That logic was shattered in 1995 when NASA's Galileo mission dropped a probe into the planet's atmosphere to measure its composition. Much to everyone's surprise, there was an astonishing lack of water. As it turns out, the Galileo probe may not have detected water simply because it was dropped in the wrong place. It's as if the probe parachuted over a desert on Earth. It's not that there's no water on our planet, it's just that deserts aren't known for being awash with the stuff. Jupiter's atmosphere is dynamic, with jet streams, storms and a nonhomogeneous composition; the probe could only sample the atmosphere it was traveling through in that one location – and that location might've been as dry as a desert.

The situation changed, however, when researchers used the powerful W.M. Keck Observatory and NASA Infrared Telescope Facility on Hawaii's Mauna Kea to stare deep into Jupiter's biggest storm, the Great Red Spot. They released their water-filled news in an August 2018 study published in the Astrophysical Journal and led by astrophysicist Gordon L. Bjoraker, of NASA's Goddard Space Flight Center.

"The moons that orbit Jupiter are mostly water ice, so the whole neighborhood has plenty of water," said Bjoraker in a NASA statement. "Why wouldn't the planet – which is this huge gravity well, where everything falls into it — be water rich, too?"

To investigate, Bjoraker's team measured the infrared radiation leaking from deep beneath the clouds.

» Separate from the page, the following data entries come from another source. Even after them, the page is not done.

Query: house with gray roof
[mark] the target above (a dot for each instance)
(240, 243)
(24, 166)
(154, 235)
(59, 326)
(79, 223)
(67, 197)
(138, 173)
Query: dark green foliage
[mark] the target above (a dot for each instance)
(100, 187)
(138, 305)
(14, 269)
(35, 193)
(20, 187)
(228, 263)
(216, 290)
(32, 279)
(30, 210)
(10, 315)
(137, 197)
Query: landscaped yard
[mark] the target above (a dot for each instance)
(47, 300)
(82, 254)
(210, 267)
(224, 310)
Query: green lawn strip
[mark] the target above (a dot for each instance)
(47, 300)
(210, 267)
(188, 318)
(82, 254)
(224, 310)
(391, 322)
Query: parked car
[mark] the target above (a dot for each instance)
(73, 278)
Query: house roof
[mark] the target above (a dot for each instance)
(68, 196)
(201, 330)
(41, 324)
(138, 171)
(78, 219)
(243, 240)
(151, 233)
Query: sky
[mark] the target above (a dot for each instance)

Specifically they studied the infrared absorption spectrum of a certain type of methane that's known to exist in a vapor throughout the planet. This infrared radiation should leak through the clouds unimpeded, but should any clouds be present, this radiation will be blocked. During analysis of observations from Jupiter's Great Red Spot, the researchers found three distinct cloud layers were blocking this infrared signal from passing through the atmosphere, agreeing with theoretical predictions for the presence of water-rich clouds. They also detected large quantities of carbon monoxide, suggesting there's a lot of oxygen (O) available in Jupiter's atmosphere to chemically bond to molecular hydrogen (H2) to form water (H2O) if the temperature and pressure is just right.

The next step is to use these data to complement Juno's observations of Jupiter. The spacecraft can make spectroscopic observations even deeper into Jupiter's atmosphere and it will do so for the entire planet, not just the Great Red Spot. But should Juno also detect this possible water cloud layer, the techniques developed by Bjoraker's team using telescopes on Earth will have been proven effective at finding water deep inside Jupiter, thereby solving the gas giant's watery mystery. These techniques could then be used to probe deep into the atmospheres of other planets.

"If it works, then maybe we can apply it elsewhere, like Saturn, Uranus or Neptune, where we don't have a Juno," said study co-author and planetary atmospheres expert Amy Simon in a statement.